Pfizer will pay $229 in funds per share for Seagen, funding the deal with cash, short-term borrowing of $31 billion, and additional long-term debt. The corporation is incurring a cost of nearly 35% above Seagen’s Friday closing price.
Pfizer and Seagen Deal Highlights
Major pharmaceutical corporations have shown minimal interest in purchasing assets at a discount, despite a big decline in biotech stocks well over the past year. Instead, they’ve tended to look for less dangerous businesses that contain pharmaceuticals that are either already on sale or almost ready for approval.
After predicting that severe drops in sales of Covid immunizations and therapies would cause revenues to plunge by a third to between $67 billion and $71 billion in 2023, Pfizer seems to be under pressure to make a significant transaction. The deal now contributed to Pfizer’s short- and long-term financial objectives, according to Pfizer CEO Albert Bourla, who also stated that the pharmaceutical company was using its financial resources to progress the fight against cancer.

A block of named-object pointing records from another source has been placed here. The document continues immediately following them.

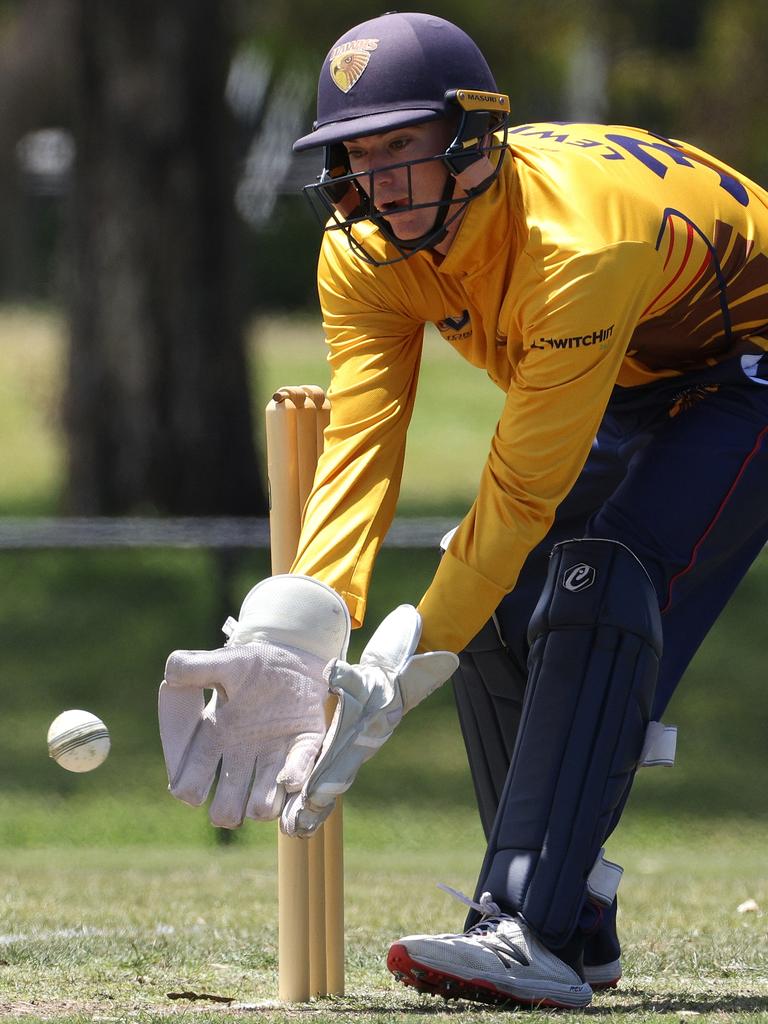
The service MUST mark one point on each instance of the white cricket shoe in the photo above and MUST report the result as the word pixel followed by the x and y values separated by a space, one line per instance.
pixel 498 960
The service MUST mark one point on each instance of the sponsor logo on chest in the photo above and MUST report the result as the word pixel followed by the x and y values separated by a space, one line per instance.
pixel 599 337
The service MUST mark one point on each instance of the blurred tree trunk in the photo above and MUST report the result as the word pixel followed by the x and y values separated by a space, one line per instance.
pixel 157 409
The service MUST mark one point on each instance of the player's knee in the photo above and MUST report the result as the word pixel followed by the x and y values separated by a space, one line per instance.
pixel 597 583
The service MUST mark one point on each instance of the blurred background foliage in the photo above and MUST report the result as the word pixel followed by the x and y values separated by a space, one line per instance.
pixel 151 213
pixel 692 70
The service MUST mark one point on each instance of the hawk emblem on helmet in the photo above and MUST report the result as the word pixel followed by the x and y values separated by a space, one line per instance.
pixel 349 60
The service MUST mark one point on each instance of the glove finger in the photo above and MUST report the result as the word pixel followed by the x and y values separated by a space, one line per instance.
pixel 228 806
pixel 300 761
pixel 298 819
pixel 196 774
pixel 179 715
pixel 266 795
pixel 199 669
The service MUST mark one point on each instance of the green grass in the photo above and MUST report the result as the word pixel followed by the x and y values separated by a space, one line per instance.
pixel 463 406
pixel 107 935
pixel 116 895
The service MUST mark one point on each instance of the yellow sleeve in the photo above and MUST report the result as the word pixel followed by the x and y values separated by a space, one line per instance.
pixel 374 352
pixel 576 323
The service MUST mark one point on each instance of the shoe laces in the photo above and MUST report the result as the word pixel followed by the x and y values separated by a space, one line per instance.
pixel 491 911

Key medications will lose their patent protection well before the decade’s end, and thus many of the largest pharmaceutical corporations in the world need to replenish their drug portfolios. Sanofi, a French pharmaceutical giant, agreed to pay $2.9 billion for Provention Bio, the maker of a Type-1 diabetes medication, earlier on Monday to expand its drug development in response to an investor push to produce other acquisitions.
Seagen and Potential Issues Regarding FTC
ADCs, a type of medication created as a specialized therapy for cancer cells, was invented by Seagen. They function by locating and eliminating tumors while sparing healthy cells. Given that the goods of the two firms don’t significantly overlap, several analysts claimed that a merger between Pfizer and Seagen is unlikely to result in a negative reaction from the Federal Trade Commission.
Seagen anticipates revenue of around $2.2 billion in 2023, an increase of 12% over the previous year. Pfizer predicts that Seagen will generate more than $10 billion in risk-adjusted revenues by 2030.
Given that Pfizer lacks an antibody-drug conjugate or even a significant antibody-based cancer platform, Evan Seigerman, an analyst at BMO Capital Markets, stated that they do not believe the FTC has any cause for concern. Subject to regulatory approvals, the corporations anticipate that the deal will close in late 2023 or early 2024.